Toddler/Dog Love

My attitude towards my toddler’s relationship to my dog Zeb will likely make some parents and concerned citizens of the internet cringe. However, the beauty of parenting is that I am not required to pay attention to what anyone [other than my parental counterpart] thinks as long as I am not hurting anyone. Which, despite what you may think after you read what follows, I’m not. Consider yourself disclaimed.

My 70 pound mutt from the pound.
Zeb, my 70 pound mutt from the pound.

From the beginning of their friendship, dog and baby have been united by saliva. We brought our newborn home from the hospital, and Zeb gingerly licked him on the head with the very tip of his tongue. He then proceeded to ignore his existence for a good while until the bald puppy started to do things.

Zeb sniffed the baby and kept tabs on where he was, but generally he stayed away. Every new thing my boy learned,  my dog observed. One day, my boy noticed my dog and began observing him as well. Then came the big change.

Mobility.

When Noah began crawling, Zeb wasn’t sure what to do. He gave him a wide berth for a while before accepting that the tiny human was now a force to be reckoned with. He licked him, tolerated the invasion of his space and got up to move when his paws had been touched too many times.

Things really didn’t start to get slobbery until the toddler started walking. Noah likes to give Zeb kisses. These kisses involve opening his mouth wide and letting the dog lick his tonsils. It’s very gross. Noah also chases Zeb around the yard to give him sticks, through the house terrorizing him with his ball popper, and into his formerly solo spaces to pet him “gently.” Noah likes to throw him tennis balls. The good dog, however, won’t play with toys that belong to the kid and refuses to pick up balls (even when they are dog toys) if Noah is playing with them. This standoff leads to tension that is normally resolved by tears and parental distraction.

Give a kiss, get a kiss.
Give a kiss, get a kiss.

I never thought that I would refer to my neurotic dog as patient. Zeb is, after all, afraid of trash cans, cameras and a variety of children’s toys. However, he also lets Noah “pet” him, which is really just slowed down hitting. He also accepts it when his tail and paws get stepped on by simply moving locations. He even lets Noah manipulate his jowls without complaint.

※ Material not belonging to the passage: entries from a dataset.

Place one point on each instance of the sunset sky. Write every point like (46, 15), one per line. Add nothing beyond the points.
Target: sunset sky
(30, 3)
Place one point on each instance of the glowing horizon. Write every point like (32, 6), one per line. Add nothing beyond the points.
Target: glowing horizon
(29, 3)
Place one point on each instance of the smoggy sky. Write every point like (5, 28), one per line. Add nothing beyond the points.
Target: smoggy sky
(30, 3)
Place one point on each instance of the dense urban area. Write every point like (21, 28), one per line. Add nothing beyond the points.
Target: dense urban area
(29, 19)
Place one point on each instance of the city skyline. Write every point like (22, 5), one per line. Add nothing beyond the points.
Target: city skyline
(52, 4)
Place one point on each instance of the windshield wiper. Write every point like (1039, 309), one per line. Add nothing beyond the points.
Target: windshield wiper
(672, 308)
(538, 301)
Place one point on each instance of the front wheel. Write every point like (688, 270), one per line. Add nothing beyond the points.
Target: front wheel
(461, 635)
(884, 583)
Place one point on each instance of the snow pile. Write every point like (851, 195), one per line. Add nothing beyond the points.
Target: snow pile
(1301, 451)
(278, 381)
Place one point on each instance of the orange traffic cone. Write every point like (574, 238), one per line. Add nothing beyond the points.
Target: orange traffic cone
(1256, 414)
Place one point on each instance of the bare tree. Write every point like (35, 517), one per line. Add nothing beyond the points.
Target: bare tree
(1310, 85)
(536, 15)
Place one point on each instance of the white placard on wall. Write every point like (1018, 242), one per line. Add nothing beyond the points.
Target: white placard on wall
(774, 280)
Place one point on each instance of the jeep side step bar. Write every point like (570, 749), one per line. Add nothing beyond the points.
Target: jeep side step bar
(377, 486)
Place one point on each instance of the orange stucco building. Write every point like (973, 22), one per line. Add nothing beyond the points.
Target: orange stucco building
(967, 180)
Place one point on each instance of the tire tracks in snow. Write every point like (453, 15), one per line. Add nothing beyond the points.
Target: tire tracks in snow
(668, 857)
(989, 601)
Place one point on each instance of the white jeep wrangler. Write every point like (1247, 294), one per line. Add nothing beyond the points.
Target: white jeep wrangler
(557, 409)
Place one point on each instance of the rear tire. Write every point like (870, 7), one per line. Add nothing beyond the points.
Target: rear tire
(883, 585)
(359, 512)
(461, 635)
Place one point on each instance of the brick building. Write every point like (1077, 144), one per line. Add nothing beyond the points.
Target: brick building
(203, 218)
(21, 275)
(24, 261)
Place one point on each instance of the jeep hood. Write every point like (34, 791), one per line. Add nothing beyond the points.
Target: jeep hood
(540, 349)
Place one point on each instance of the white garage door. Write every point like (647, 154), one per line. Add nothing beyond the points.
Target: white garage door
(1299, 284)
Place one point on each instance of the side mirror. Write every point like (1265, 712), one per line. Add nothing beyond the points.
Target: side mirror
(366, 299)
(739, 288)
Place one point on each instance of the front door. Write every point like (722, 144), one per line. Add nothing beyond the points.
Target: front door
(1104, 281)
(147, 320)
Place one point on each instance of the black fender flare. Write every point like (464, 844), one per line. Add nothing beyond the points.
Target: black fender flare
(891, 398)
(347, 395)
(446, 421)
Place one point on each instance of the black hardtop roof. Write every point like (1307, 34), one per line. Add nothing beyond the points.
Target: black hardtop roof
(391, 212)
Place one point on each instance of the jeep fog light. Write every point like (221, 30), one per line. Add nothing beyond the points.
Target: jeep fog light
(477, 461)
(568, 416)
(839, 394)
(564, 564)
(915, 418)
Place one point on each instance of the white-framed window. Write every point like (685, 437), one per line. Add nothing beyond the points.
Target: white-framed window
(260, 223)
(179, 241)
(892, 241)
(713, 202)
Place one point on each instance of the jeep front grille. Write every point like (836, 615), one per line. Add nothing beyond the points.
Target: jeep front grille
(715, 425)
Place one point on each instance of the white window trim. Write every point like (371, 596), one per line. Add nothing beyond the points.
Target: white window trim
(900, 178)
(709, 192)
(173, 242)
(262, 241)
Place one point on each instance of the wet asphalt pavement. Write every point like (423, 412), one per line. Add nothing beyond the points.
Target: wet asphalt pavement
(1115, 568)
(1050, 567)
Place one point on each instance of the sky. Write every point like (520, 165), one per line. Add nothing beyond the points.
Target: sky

Toddler plays with dog's face.
Toddler plays with dog’s face.

From the toddler’s point of view, his puh-puh is his beloved friend, and Noah shows his love by giving kisses. So while I may inwardly cringe at the amount of dog drool covering my boy, I’m glad to see them love each other.

Hard work

Every morning, I watch my almost toddling toddler begin his hard labor. This work will be constant throughout the day, but he starts every morning in a frenzy to make up for the hours spent on his stomach sleeping. First is reasserting his friendship with his seventy pound mutt. After a lot of mutual kisses and pats, they can go back to ignoring each other until mid-morning, when their affection needs to be reestablished. Then there is a lot of stacking to do and toys to move. Blocks and small ocean themed bath toys need to be put in boxes and taken back out. Rings need to be stacked, scattered and reassembled. There is a pause for reading. Then on to the music making and hitting of stationary objects with the xylophone stick. All the while he narrates his work with la(s) and na(s) and bbb(s). Shoes need their laces put dutifully inside them. Dog toys need to be stashed under bookcases.

Twenty minutes is a lot of time to fill.